Saevus Corax is quite clear up front, he's not a nice man, but what he's going to tell us is the truth.
These things are both true, he kills someone within the first half-dozen pages, and he does tell us the truth about it.
He just doesn't always (ever) tell us the full truth.
Saevus Corax runs a company engaged in battlefield salvage, which in his world (the same one as in Parker's 16 Ways to Defend a Walled City and related books) means taking out a contract with the two sides in a war, giving you the responsibility for dealing with the dead, and the rights to whatever you can find on them.
So post-battle Corax, his half-dozen department heads cum friends and his 500 men arrive at the battlefield and start collecting the salvage - weapons, armour, clothes, shoes, and personal valuables (and in certain cases valuables that were persons), and finally collecting and burning the bodies, which is the worst job and one Corax keeps for himself. Obviously they prefer a fresh battlefield.

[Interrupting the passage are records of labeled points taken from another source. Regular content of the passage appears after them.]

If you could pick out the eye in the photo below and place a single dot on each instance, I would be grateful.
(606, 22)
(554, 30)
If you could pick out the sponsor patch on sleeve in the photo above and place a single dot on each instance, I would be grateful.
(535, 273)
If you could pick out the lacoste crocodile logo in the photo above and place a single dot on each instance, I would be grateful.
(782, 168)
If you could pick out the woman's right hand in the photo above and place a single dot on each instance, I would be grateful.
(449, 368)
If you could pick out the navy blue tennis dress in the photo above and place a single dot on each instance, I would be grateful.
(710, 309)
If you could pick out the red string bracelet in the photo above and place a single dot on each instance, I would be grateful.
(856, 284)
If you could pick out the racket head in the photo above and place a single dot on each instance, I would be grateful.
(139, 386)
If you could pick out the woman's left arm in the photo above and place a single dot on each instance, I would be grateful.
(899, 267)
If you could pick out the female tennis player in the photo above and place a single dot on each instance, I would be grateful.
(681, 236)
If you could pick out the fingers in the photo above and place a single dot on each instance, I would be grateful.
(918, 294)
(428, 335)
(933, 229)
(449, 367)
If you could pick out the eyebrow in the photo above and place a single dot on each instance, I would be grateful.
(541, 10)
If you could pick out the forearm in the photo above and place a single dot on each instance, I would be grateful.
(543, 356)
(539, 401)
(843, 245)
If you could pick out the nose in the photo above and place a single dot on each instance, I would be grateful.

It's not a job for people who want to be well liked or to have a settled home-life.
Corax and his people do have a base, somewhere to rest and refit between wars, and it's when they get home that the problems start.
Someone is setting Corax up, and they're doing a good job of it. Before we're a quarter of the way through the book, Corax is wanted by essentially the entire civilized world. And when the whole world is trying to turn you in for the reward(s), you need to think fast, have no qualms about the things you need to do, and have contacts everywhere.
So it's just as well he's Saevus Corax, not someone else.
Thoroughly recommended.
Just remember, he never tells you the entire truth. Even at the end.